We had planned to stay two days in Lansdowne, but ran out of things to do on the first day itself. Lansdowne proved much smaller and lonelier than we anticipated. Plus, the jungle resort was starting to get on our nerves – it was super-cold, dead silent, the food was bad and outrageously high-priced. It was as if the staff was saying from behind that pretentious smile – “the nearest shop is 3 miles.. you want something cheap and tasty? Go, walk through the jungle and get it.” So we decided to get moving and spend the spare Sunday in Haridwar-Rishikesh. (For the uninitiated, Haridwar and Rishikesh are important Hindu pilgrimages located on the banks of the river Ganges, where devotees descend in thousands to take a dip on sacred dates determined by the lunar calendar.)
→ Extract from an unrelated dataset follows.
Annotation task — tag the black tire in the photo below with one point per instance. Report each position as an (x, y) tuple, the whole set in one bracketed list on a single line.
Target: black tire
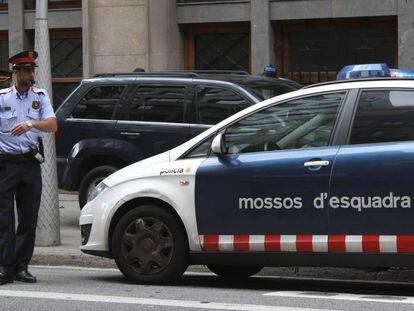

We set off early in the morning to Kotdwar from where we took a bus to Haridwar. This two-hour bus ride through the ‘jungle route’ was more intense than racing a wild camel in a sandstorm in the middle of Sahara. There is a ‘highway route’ as well to Haridwar, though the ‘jungle route’ is a lot shorter. At either end of the dusty jungle patch were beautiful little villages which afforded a peep into north India’s agriculture-based lifestyles and ecosystem.

We disembarked at Haridwar from where Rishikesh is around 30 km. Blue-coloured three-wheelers (called ‘Vikram’) frequent the route. They charge Rs. 30 per side on a sharing basis and Rs. 250 if you book the full vehicle. We took the latter option.

From thereon we did the routine – a dip in the holy Ganges, lunch at Chottiwala (near Ram Jhula, Rishikesh), and the evening Aarti at Har ki Pauri in Haridwar. We also visited a Gurudwara which holds significance as the first checkpoint on the way to Hemkund Sahib, an important Sikh pilgrimage. Everything done, we had a couple of hours to spare before our train left, so we engaged in a spiritual dialogue on religions and beliefs by the side of the Ganges.

The trip was almost over, but there was a twist in the tail. Our train reservation to Delhi was from Kotdwar and here we were in Haridwar. The train was the same – Mussoorie Express, but our bogies coming from Kotdwar were to join with the train only at Najibabad, one hour distant from Haridwar. So we boarded the train and explained the situation to the ticket examiner. He raised concerns but was more cooperative once we expressed our willingness to pay for the un-reserved ride from Haridwar to Najibabad, whereafter we moved to our reserved seats and had a sound sleep. We woke up to the hustle-bustle of Delhi early next day, and had all the time in the world to go home, get ready and drive to the office.

Though our 2-day trip was far from the calm, serene, relaxing weekend getaway we had planned for, in retrospect I feel that it would have been incomplete without all these surprise turns.

Delhi-Kotdwar one-way rail ticket (AC 3-tier): Rs. 350
Kotdwar-Lansdowne taxi (jeep): Rs. 400
Lansdowne downtown to jungle resort taxi: Rs. 150
Forest resort cottage (Deluxe): Rs. 1000 per night
Bus from Kotdwar to Haridwar: Rs. 50
Three-wheeler from Haridwar to Rishikesh: Rs. 250
Getting lost while trekking, playing cricket with locals, a bumpy bus ride through the jungle, and a spiritual discussion by the Ganges: Priceless.